Fake Order Confirmation Phishing Scams

Fake order confirmation phishing scams involve emails designed to look exactly like genuine purchase confirmations from well-known online retailers. The email presents a large, alarming order — often for electronics, gift cards, or expensive goods — that the recipient clearly did not place. The instinct to cancel or dispute the charge drives the recipient to click a link in the email, which leads to a credential-harvesting page, a fake customer support line, or both.

These scams operate on a well-understood psychological principle: people react more urgently to unexpected financial threats than to unexpected opportunities. The prospect of an unauthorised charge of hundreds of pounds or dollars forces immediate action. The scammer provides exactly one path to resolution — the malicious link or phone number — and that path is taken.

Variants of this scam are among the most consistently reported e-commerce phishing attempts, appearing in waves whenever a major retailer runs a sale or is in the news.

The scammer sends a bulk email campaign impersonating a major retailer — the email uses the retailer's branding, order confirmation template, and colour scheme, often copied directly from a genuine confirmation email. The order details include a substantial amount, a convincing order number, and a delivery address for the supposed shipment.

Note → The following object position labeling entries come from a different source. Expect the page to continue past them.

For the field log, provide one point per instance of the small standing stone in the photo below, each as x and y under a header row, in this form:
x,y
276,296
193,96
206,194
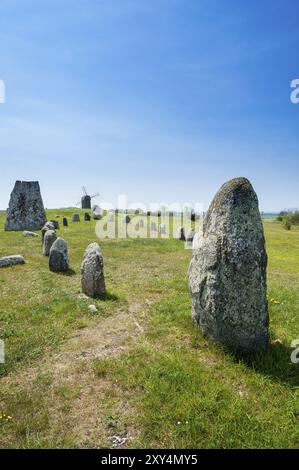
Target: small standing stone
x,y
11,260
153,226
163,229
58,259
181,234
29,234
126,219
49,238
227,274
76,218
92,271
55,223
189,238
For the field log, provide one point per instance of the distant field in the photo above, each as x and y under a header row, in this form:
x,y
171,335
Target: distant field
x,y
138,373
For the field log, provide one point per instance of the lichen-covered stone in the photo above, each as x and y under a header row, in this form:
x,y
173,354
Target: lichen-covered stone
x,y
181,234
58,258
49,238
227,274
76,218
29,234
26,210
92,271
11,260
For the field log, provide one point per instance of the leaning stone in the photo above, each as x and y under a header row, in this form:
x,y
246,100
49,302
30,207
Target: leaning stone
x,y
92,271
29,234
11,260
49,239
58,258
76,218
181,234
227,274
26,210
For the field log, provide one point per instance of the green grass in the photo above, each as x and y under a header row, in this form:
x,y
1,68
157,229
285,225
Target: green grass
x,y
160,383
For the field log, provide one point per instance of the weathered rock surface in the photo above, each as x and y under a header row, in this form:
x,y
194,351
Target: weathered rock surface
x,y
181,234
58,258
11,260
49,238
163,229
97,212
55,223
227,274
29,234
92,271
26,210
190,237
126,219
76,218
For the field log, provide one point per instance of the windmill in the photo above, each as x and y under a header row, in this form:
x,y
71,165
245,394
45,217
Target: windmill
x,y
86,199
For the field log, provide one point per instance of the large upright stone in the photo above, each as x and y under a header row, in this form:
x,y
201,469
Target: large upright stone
x,y
227,274
26,210
92,271
58,259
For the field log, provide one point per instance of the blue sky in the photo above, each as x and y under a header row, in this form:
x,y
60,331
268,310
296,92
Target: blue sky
x,y
162,100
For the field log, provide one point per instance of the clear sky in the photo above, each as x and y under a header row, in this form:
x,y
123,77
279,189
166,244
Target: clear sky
x,y
162,100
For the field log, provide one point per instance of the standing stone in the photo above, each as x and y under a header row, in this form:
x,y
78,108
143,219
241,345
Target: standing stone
x,y
153,226
58,259
126,219
55,223
181,234
48,226
97,212
92,271
163,229
76,218
29,234
26,210
11,260
189,238
227,274
49,239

Two calls to action are typically included: a link to 'cancel your order' and a phone number for 'customer support'. The cancel link leads to a fake login page that captures the victim's retailer account credentials. Once obtained, the scammer uses them to access the real account, change payment details, make genuine purchases, or drain any stored gift card balance.

The phone number connects to a fraudulent call centre. Operators there claim to be processing the cancellation and, in the course of 'verification', request the caller's card number, security code, and billing address — sometimes walking the victim through a process that involves granting remote access to their computer, enabling further fraud.

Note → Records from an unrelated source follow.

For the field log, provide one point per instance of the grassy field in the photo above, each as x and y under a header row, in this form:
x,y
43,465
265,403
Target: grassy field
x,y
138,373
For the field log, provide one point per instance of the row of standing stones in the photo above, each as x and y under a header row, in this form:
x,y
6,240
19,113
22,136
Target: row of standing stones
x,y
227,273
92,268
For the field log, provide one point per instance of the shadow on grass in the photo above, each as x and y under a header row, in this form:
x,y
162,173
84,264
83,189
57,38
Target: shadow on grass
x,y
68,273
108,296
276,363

The threat of an unexpected charge is a powerful motivator. The email is designed to look indistinguishable from a genuine order confirmation, removing the visual cues that might otherwise prompt scepticism. The recipient is in a reactive, anxious state that is not conducive to careful link inspection. The inclusion of a phone number adds apparent legitimacy — phone numbers feel more accountable than links. The scammer controls both escalation paths.

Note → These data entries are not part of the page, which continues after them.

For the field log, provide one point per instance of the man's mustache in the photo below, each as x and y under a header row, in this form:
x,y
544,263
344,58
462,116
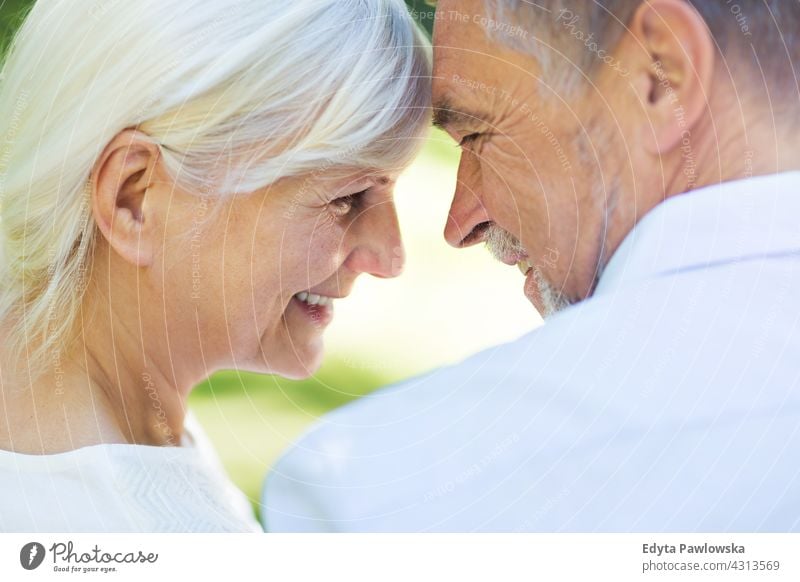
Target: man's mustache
x,y
502,243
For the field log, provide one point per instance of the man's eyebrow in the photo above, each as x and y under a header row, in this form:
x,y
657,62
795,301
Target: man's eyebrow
x,y
445,115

A person receives an email that appears to come from a major online retailer, showing a confirmed order for a laptop worth several hundred pounds, dispatching to an unfamiliar address. Alarmed, they click the 'cancel order' link in the email. The page they reach looks like the retailer's login page. They enter their email and password to cancel the order. The page thanks them and redirects to the real retailer. Later, they find the scammer has changed the password on their real account and redeemed stored gift card credit.

Order Confirmation — [retailer name] — Your order [number] has been placed. Total: [amount]. Delivery to [address]. If you did not place this order, click here to cancel immediately.

Order Alert: [amount] charge pending for [product]. To cancel, call our Customer Protection team at [fake number] within 24 hours.

Your [retailer] order is confirmed and will ship in 24 hours. Not you? Cancel here before dispatch: [link]

If you receive an order confirmation for a purchase you did not make, do not click any link in the email and do not call the number in the email. Instead, open your browser and navigate directly to the retailer's official website — type it manually. Log in to your account and check your order history. If there is no such order, the email is fake. If there is an unexplained order, use the contact details on the official website to raise a dispute.